Figure 8. Fixation durations for the three-way interaction between leader, actor, and touching factors. Point estimates and error bars represent the mean and confidence interval, respectively (** p < 0.01, **** p < 0.0001).

The strong evidence for interaction between Activity and Event (H0: Activity*Event = 0, Estimate ± SE = −0.19 ± 0.04, CI = [−0.27, −0.11], p.p. = 0.00, BF01 = 0.00) revealed that when observing, participants spent more time looking at the actor’s object (i.e., Touching events: median = 712 ms ± 628 ) compared to the actor’s destination (i.e., Untouching events: median = 570 ms ± 449 ). However, when acting, the trend is reversed, meaning participants spent more time looking at the actor’s destination ( median = 912 ms ± 528 ) rather than the actor’s object ( median = 626 ms ± 688 ). This interaction reveals that when planning an action to be executed, attention allocation changed qualitatively compared to when observing an action.

Finally, there was also strong evidence for interaction between Role and Activity (H0: Activity*Role = 0, Estimate ± SE = 0.20 ± 0.05, CI = [0.10, 0.29], p.p. = 0.01, BF01 = 0.01). This result showed that, when being a Leader, participants were more focused on their own objects and destinations ( median = 741 ms ± 685 ) rather than the Followers ( median = 566 ms ± 465 ). However, when being a Follower, participants attend to the Leader’s objects and destinations ( median = 782 ms ± 644 ) more than their own ( median = 708 ms ± 554 ). These results depict a leader-centered interaction between pairs.

Fixation latencies

We investigated fixation latency (Equation 4) to understand cognitive processes related to planning actions, which consist of two parts: moving an object (i.e., Touching events) and placing it at a destination (i.e., Untouching events). Latency here refers to the time between a fixation on an object (or destination) and the touching (or untouching) event.

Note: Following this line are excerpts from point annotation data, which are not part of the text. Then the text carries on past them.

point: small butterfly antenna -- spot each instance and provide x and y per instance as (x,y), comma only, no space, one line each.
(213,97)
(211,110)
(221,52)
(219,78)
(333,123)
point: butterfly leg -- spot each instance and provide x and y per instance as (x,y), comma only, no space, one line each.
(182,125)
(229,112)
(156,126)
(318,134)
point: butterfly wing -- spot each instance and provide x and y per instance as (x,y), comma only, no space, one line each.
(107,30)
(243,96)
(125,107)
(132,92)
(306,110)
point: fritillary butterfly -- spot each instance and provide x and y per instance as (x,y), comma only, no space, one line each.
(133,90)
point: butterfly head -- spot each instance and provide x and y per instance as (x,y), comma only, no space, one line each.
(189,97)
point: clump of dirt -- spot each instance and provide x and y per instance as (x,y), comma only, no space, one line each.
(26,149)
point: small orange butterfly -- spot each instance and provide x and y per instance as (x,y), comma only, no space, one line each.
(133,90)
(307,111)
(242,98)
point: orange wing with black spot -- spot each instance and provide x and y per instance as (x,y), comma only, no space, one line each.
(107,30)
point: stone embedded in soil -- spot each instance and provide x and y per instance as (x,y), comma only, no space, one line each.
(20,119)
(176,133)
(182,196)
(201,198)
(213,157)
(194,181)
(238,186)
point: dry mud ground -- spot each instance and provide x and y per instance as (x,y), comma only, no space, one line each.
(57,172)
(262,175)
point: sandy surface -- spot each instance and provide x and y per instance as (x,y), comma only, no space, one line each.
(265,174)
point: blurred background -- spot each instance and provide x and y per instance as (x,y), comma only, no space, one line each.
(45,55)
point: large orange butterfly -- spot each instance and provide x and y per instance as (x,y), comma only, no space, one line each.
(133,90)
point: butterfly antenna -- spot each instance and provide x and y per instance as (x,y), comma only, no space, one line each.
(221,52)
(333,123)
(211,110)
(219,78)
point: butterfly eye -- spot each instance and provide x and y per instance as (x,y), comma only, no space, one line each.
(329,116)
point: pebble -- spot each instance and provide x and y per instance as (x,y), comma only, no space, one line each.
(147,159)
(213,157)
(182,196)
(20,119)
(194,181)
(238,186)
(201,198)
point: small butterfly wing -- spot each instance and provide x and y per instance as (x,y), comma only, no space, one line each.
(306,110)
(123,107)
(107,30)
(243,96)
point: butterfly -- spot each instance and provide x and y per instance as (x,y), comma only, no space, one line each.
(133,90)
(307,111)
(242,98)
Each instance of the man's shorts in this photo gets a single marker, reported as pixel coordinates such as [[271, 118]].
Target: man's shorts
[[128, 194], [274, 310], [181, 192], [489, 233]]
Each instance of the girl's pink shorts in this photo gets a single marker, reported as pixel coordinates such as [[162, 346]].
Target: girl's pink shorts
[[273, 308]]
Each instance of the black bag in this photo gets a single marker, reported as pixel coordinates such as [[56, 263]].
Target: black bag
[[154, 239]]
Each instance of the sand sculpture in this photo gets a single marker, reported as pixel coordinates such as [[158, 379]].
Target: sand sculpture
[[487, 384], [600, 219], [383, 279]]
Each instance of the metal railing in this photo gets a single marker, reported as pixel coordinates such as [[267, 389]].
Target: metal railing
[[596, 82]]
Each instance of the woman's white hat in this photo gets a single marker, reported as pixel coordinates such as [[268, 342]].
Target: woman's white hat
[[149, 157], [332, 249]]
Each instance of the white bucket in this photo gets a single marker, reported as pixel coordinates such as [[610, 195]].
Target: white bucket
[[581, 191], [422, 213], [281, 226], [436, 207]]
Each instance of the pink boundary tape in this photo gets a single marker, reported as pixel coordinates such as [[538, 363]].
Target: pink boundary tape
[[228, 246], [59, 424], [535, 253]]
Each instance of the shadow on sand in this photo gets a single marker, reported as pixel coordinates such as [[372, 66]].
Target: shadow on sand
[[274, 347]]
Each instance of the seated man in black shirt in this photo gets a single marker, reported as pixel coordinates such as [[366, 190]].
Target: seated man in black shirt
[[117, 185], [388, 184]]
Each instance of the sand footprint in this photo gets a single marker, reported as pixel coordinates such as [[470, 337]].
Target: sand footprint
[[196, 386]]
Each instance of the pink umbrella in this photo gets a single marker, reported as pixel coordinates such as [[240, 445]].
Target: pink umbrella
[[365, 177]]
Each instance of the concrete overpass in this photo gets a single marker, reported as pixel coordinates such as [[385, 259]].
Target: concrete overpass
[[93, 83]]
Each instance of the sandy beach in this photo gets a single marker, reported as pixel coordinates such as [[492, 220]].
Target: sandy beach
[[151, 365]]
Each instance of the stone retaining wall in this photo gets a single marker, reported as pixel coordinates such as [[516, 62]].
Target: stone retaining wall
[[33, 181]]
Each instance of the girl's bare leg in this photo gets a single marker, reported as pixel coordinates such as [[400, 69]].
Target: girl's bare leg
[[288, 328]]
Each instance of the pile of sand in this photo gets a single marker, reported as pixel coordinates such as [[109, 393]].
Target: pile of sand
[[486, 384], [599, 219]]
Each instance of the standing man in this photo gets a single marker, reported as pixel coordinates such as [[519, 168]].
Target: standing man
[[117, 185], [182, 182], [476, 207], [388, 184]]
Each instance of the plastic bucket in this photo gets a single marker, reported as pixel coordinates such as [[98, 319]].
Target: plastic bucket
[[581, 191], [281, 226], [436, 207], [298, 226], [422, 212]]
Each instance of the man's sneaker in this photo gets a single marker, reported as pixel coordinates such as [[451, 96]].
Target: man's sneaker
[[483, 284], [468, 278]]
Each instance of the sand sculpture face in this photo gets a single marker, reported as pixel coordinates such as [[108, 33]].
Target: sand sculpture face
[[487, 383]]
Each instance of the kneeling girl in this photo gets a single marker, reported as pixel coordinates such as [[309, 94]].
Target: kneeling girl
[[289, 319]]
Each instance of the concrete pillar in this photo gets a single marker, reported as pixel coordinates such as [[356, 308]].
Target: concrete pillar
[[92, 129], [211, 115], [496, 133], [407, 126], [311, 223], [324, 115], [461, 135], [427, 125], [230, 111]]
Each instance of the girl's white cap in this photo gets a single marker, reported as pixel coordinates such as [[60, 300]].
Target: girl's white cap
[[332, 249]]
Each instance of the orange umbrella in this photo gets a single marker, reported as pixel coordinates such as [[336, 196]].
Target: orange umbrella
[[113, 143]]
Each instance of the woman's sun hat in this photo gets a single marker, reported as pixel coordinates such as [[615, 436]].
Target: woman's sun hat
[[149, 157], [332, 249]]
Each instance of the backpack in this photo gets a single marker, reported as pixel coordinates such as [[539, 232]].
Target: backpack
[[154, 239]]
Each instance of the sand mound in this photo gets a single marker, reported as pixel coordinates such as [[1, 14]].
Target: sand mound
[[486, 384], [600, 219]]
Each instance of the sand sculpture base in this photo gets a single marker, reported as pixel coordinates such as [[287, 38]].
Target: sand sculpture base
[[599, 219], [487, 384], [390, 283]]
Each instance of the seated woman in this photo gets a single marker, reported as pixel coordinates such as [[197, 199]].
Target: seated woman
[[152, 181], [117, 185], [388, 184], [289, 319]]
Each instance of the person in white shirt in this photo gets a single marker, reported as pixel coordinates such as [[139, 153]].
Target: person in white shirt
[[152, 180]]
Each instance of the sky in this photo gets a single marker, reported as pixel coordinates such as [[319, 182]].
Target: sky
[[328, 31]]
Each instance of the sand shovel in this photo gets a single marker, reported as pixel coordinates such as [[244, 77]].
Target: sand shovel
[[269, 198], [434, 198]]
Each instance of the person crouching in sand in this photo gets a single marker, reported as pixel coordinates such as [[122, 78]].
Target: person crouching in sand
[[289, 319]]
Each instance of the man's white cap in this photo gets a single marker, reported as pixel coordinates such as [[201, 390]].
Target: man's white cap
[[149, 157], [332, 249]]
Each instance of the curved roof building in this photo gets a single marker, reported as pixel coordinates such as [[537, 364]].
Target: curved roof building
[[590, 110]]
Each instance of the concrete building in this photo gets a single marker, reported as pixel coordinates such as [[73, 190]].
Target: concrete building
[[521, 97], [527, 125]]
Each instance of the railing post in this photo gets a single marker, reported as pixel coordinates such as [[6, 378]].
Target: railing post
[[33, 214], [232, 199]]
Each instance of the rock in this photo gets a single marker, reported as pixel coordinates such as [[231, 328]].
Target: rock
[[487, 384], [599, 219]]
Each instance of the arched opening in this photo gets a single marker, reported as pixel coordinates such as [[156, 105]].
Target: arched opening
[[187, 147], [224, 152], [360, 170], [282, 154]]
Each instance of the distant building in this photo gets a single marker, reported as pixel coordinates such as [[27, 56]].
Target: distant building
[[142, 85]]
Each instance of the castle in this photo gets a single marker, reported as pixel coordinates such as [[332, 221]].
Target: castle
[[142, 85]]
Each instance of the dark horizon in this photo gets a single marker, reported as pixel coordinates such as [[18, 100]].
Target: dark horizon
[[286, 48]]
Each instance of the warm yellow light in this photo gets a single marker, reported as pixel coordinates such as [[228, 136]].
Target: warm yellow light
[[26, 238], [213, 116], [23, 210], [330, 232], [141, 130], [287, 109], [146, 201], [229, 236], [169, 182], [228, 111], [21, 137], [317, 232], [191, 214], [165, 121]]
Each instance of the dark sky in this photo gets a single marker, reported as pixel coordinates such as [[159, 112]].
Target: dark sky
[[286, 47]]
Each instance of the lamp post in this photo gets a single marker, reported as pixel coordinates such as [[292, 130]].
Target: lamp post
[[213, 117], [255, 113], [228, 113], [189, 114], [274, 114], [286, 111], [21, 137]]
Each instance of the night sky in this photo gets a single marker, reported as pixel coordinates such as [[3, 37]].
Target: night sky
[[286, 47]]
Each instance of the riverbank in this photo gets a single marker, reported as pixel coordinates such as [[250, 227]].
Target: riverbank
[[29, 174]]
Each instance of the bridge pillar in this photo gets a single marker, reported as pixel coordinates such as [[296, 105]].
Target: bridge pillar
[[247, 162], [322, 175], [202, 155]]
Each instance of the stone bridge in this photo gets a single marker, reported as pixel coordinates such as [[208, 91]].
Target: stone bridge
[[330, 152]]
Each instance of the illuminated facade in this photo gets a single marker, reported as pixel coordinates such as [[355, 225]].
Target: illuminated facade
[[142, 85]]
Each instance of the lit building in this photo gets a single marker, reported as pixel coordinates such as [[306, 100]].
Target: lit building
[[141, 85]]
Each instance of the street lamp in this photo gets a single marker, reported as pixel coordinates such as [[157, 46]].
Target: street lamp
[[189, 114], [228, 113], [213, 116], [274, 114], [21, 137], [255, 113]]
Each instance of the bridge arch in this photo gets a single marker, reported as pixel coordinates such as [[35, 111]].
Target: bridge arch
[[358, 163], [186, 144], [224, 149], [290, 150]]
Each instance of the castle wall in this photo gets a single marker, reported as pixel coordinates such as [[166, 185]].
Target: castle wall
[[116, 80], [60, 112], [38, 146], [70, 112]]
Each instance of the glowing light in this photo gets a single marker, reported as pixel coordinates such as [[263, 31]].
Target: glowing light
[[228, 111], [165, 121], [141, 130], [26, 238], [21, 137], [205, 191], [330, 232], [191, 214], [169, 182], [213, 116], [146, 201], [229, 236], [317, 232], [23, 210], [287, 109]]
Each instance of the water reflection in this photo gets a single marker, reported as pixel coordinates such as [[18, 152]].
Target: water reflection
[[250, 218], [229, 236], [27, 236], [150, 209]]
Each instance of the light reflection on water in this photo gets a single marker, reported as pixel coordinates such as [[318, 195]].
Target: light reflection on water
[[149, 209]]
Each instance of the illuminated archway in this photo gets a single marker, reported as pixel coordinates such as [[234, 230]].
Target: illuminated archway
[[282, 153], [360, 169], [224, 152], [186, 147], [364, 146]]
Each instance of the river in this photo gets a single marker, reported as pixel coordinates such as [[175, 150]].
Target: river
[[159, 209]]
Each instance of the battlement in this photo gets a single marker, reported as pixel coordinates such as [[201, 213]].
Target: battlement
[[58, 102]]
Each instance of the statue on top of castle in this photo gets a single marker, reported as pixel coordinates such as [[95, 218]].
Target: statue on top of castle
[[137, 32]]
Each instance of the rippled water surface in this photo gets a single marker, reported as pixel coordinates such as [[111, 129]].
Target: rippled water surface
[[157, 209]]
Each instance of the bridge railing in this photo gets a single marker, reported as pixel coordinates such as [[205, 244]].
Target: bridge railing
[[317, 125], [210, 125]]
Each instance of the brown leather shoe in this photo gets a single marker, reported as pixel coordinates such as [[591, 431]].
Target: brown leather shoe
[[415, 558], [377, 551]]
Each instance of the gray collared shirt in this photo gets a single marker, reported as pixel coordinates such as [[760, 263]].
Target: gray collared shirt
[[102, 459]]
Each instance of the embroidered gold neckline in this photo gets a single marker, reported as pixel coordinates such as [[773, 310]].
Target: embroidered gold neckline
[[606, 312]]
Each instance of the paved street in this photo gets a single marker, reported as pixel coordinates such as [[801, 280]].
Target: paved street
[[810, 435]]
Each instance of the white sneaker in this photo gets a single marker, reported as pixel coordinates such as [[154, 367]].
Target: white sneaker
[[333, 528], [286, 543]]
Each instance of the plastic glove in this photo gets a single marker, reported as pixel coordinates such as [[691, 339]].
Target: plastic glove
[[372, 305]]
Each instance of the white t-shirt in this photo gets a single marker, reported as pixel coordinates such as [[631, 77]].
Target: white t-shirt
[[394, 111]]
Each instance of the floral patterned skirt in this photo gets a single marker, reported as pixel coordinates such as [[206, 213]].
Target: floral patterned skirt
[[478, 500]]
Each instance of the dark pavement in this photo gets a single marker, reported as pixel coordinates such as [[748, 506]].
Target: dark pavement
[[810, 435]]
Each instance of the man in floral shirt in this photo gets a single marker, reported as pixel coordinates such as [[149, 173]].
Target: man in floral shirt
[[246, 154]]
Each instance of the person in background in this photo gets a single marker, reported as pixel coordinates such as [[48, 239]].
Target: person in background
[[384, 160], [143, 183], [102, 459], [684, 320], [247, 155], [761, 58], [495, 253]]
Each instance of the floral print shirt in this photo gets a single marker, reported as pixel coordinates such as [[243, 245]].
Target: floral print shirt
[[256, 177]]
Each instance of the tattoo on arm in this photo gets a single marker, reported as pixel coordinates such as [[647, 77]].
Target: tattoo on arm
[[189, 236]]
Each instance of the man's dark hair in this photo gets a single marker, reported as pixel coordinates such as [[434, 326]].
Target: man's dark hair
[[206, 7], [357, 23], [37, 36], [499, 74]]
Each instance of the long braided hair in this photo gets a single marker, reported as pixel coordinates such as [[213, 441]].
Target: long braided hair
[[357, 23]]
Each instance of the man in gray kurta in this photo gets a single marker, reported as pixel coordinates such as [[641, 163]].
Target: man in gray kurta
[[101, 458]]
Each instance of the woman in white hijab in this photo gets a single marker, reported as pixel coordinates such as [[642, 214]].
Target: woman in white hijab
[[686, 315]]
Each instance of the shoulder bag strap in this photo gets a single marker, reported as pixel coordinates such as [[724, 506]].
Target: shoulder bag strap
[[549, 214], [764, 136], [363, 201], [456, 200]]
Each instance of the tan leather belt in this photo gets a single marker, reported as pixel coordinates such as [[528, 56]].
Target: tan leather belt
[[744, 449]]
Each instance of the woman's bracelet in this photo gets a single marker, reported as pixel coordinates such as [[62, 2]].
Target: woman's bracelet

First, we checked the main effects and interactions via hypothesis testing (for the full results, see Supplementary Table 3). The results (H0: Touching = 0, Estimate ± SE = −0.12 ± 0.03, CI = [−0.18, −0.06], p.p. = 0.04, BF01 = 0.04) showed (Figure 9) that participants looked at the destination ( median = 2.59 s ± 5.48 ) significantly earlier than the object itself ( median = 1.95 s ± 3.2 ). The strong evidence for the main effect of Role (H0: Role = 0, Estimate ± SE = 0.15 ± 0.03, CI = [0.09, 0.22], p.p. = 0.00, BF01 = 0.00) further showed that fixation latencies when following ( median = 1.85 s ± 4.38 ), compared to when leading ( median = 2.48 s ± 4.15 ), were significantly shorter.

Figure 9
Line graph showing mean absolute latency of fixations in seconds for followers (blue) and leaders (orange) under two conditions: Untouching and Touching. Both observers and actors are compared, with leaders generally having faster fixation times. Error bars are included, and significant differences are marked with asterisks.

Figure 9. Fixation latencies under different conditions. Point estimates and error bars represent the mean and confidence interval, respectively (**** p < 0.0001).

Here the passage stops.